Australasian Science: Australia's authority on science since 1938

Scientists Love Work but Fear Cuts

By Stephen Luntz

A survey by Nature has found that scientists are satisfied with their work but are disturbed by the way the global financial crisis (GFC) has affected research budgets.

The survey includes responses from 11,500 scientists in more than 100 countries. Two-thirds expressed satisfaction with their jobs, with this being as high as 86% in Switzerland. Australian scientists were marginally above the global average.

But salaries were viewed much less favourably, with just 36% of participants describing themselves as very or somewhat satisfied. Here again Switzerland appears to be the place to be, with 78% expressing satisfaction. Average Swiss salaries of participants were $104,000 per year, which was well above other European countries, let alone worldwide.

Australian scientists were among a small group of countries where only a little over 20% of scientists reported that the GFC affected their enjoyment of work. Spain and Portugal were at the opposite extreme, while the figure was close to 50% in the US and Japan. Women are less happy with their jobs than men, but the gap is small compared with the difference in salaries.
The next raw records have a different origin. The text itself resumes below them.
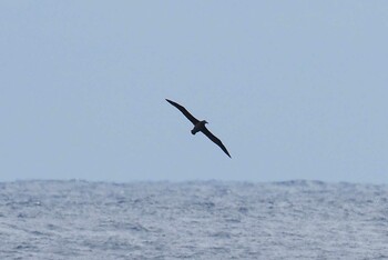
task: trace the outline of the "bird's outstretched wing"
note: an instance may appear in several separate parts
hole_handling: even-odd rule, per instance
[[[222,143],[222,141],[216,138],[211,131],[208,131],[208,129],[206,127],[204,127],[201,130],[206,137],[208,137],[208,139],[211,139],[215,144],[217,144],[221,149],[223,149],[223,151],[229,157],[231,154],[228,153],[228,151],[226,150],[226,148],[224,147],[224,144]]]
[[[182,107],[178,103],[175,103],[174,101],[171,101],[169,99],[166,99],[166,101],[169,103],[171,103],[172,106],[174,106],[175,108],[177,108],[194,126],[200,122],[200,120],[197,120],[196,118],[193,117],[193,114],[191,114],[184,107]]]

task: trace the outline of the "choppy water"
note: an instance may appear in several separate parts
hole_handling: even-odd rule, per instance
[[[388,259],[388,186],[0,183],[0,259]]]

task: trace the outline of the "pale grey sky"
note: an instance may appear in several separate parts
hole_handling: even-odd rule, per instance
[[[388,183],[387,1],[3,0],[0,37],[0,181]]]

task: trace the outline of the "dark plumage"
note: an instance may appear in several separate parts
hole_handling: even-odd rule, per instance
[[[194,118],[184,107],[182,107],[181,104],[171,101],[169,99],[166,99],[166,101],[169,103],[171,103],[172,106],[174,106],[175,108],[177,108],[193,124],[194,128],[192,130],[192,133],[195,134],[198,131],[203,132],[206,137],[208,137],[208,139],[211,139],[215,144],[217,144],[229,158],[231,154],[229,152],[226,150],[226,148],[224,147],[224,144],[222,143],[222,141],[216,138],[211,131],[208,131],[208,129],[205,127],[205,124],[207,123],[206,120],[197,120],[196,118]]]

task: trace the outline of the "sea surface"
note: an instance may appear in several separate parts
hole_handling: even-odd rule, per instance
[[[388,259],[388,186],[0,182],[0,259]]]

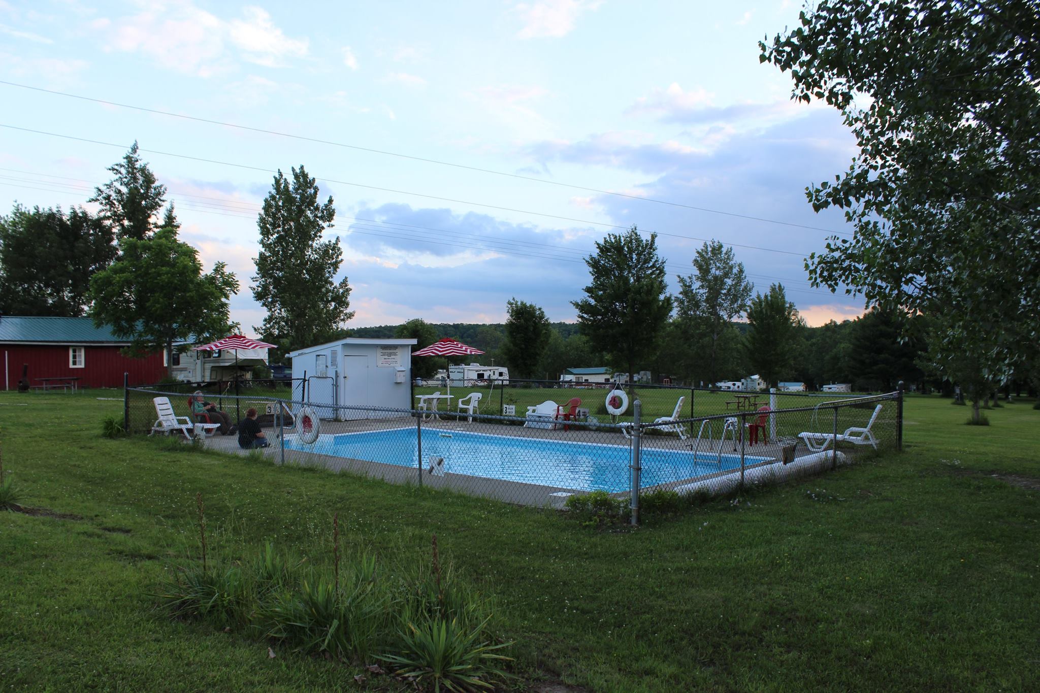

Science may be expanding rapidly in China and India, but satisfaction levels there were below the global average. Asian scientists were particularly likely to express frustration with the independence available to them to pursue their own research. Nevertheless, most Chinese and Indian scientists said that their job was improving.

According to one scientist quoted by Nature: “My job satisfaction is based on my intellectual freedom. There is no connection between the markets and the pursuit of my scientific interests.”

Full professors are happier with their jobs than more junior scientists, but there was little difference between postdocs and associate professors. Senior scientists were more likely to report negative effects on their work from the GFC.